Premium Beauty News - You are celebrating the fifteenth anniversary of the design agency you founded. What were the key moments of this story?

Fabrice Legros - In fifteen years, we had the opportunity to work for many prestigious brands and on a variety of projects. Our clients include Guerlain, YSL, Dior, Jean Paul Gaultier, Coty, Inter Parfums and many others. Apart from the selective sector, Studio Pi Design also works with South American and Nordic groups. It is an experience that compels us to find creative solutions which are different from the ones we use in the luxury sector.

It’s difficult among all these achievements to highlight a particular project, but let’s say that the creation of the Omnia bottle for Bulgari was a great moment, in terms of both creativity and relationship with the brand’s teams.

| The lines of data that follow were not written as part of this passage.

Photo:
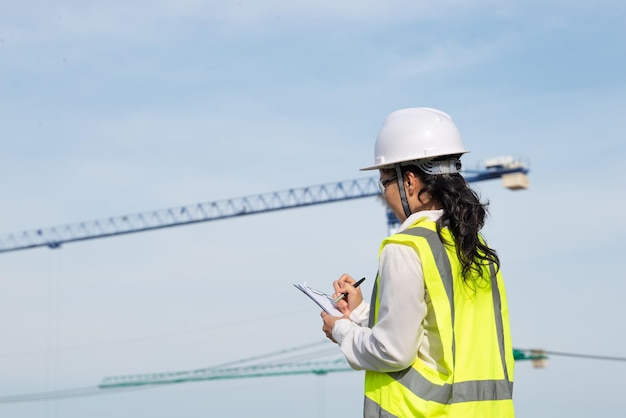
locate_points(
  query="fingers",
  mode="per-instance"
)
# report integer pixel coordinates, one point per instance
(342, 283)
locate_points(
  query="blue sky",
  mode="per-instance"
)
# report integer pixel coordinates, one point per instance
(111, 108)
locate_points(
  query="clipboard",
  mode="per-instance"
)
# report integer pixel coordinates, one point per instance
(321, 299)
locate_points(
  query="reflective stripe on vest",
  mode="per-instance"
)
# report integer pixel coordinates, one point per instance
(454, 392)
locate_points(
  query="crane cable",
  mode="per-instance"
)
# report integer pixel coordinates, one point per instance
(95, 390)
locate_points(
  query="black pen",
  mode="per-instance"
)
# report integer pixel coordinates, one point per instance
(343, 295)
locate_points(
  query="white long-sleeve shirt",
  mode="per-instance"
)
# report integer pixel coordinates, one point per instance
(405, 324)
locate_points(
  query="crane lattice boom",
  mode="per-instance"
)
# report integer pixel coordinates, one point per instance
(54, 237)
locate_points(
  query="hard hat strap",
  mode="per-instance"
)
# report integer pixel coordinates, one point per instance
(434, 167)
(403, 199)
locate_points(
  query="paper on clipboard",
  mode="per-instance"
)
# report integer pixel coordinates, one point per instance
(323, 300)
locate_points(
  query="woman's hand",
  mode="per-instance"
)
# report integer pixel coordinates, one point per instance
(353, 297)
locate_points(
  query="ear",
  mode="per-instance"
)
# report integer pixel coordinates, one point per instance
(411, 182)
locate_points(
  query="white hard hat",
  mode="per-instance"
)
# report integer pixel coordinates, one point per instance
(416, 135)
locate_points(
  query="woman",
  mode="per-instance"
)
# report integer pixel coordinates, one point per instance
(435, 340)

I also like mentioning the Narciso Rodriguez Essence palette comprising a liquid fragrance a concrete and a scented foundation.

Premium Beauty News - What lessons do you draw from these experiences?

Fabrice Legros - I think the main issue at stake stands in the quality of the relationship that builds up between the designer and the teams. From this relationship will depend the quality of the creation, the words used in the brief to express the needs of the brand, and their understanding by the designer. A badly chosen word by the marketing team, or misinterpreted by the designer, can be a real pitfall. It is therefore important to communicate well to avoid such surprises.

Of course, the more the brief is complete, the more obvious the creation is. Sometimes a board is preferable, because images are a help to enter into a world while giving more freedom to imagination.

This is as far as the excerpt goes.